Given an image with a square region of missing pixels, our goal is to fill in the missing pixels in a visually plausible way. We plan to start with the CIFAR-10 dataset, removing a square region of each image. Time permitting, we will try our method on other datasets, such as ImageNet or the lamprey dataset from our original project.
As our baseline, we will implement together CNNs with MSE loss to do regression on the intensities of the missing pixels. Then, each of us will investigate different methods using generative models to improve the baseline:
- Debora: PixelCNN and PixelRNN [1, 2]
- Grace: GAN and DCGAN [3, 4]
- Yue: Image completion with perceptual and contextual losses [5]
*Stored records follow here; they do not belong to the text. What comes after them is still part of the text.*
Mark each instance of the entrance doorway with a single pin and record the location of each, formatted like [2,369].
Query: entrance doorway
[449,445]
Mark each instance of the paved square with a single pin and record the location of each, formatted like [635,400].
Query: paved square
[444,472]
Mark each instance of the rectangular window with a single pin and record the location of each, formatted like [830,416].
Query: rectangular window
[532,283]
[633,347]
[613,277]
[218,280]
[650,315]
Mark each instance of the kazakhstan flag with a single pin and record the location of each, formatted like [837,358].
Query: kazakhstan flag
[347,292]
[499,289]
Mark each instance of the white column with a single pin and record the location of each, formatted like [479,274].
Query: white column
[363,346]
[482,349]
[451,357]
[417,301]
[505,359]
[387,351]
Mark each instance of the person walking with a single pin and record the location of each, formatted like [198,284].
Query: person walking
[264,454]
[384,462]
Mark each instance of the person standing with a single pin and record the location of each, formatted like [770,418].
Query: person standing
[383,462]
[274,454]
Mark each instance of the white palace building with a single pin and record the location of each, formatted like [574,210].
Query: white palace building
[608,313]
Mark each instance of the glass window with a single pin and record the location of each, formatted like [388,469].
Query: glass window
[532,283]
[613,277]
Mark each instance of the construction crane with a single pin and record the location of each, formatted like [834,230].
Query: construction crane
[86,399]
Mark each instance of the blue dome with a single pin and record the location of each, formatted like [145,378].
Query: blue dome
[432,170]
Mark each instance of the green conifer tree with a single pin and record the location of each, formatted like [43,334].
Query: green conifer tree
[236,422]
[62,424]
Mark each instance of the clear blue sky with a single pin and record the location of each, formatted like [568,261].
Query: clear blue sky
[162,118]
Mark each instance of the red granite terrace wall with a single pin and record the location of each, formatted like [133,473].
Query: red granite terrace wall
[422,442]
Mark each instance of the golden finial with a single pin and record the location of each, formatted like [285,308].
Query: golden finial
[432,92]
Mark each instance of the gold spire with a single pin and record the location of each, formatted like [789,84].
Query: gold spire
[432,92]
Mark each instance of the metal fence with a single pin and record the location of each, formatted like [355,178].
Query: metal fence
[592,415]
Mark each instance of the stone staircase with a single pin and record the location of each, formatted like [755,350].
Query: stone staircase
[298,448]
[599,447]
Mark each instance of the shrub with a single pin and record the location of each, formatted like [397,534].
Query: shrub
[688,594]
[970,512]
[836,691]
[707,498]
After experimentation, we will compare our results and all of us will work together to optimize one or two models that we find most promising.
We will use RMSE to evaluate our results. Since the completed image does not have to duplicate the original image as long as it looks real and plausible to a human judge, we will also randomly sample images for human judgment.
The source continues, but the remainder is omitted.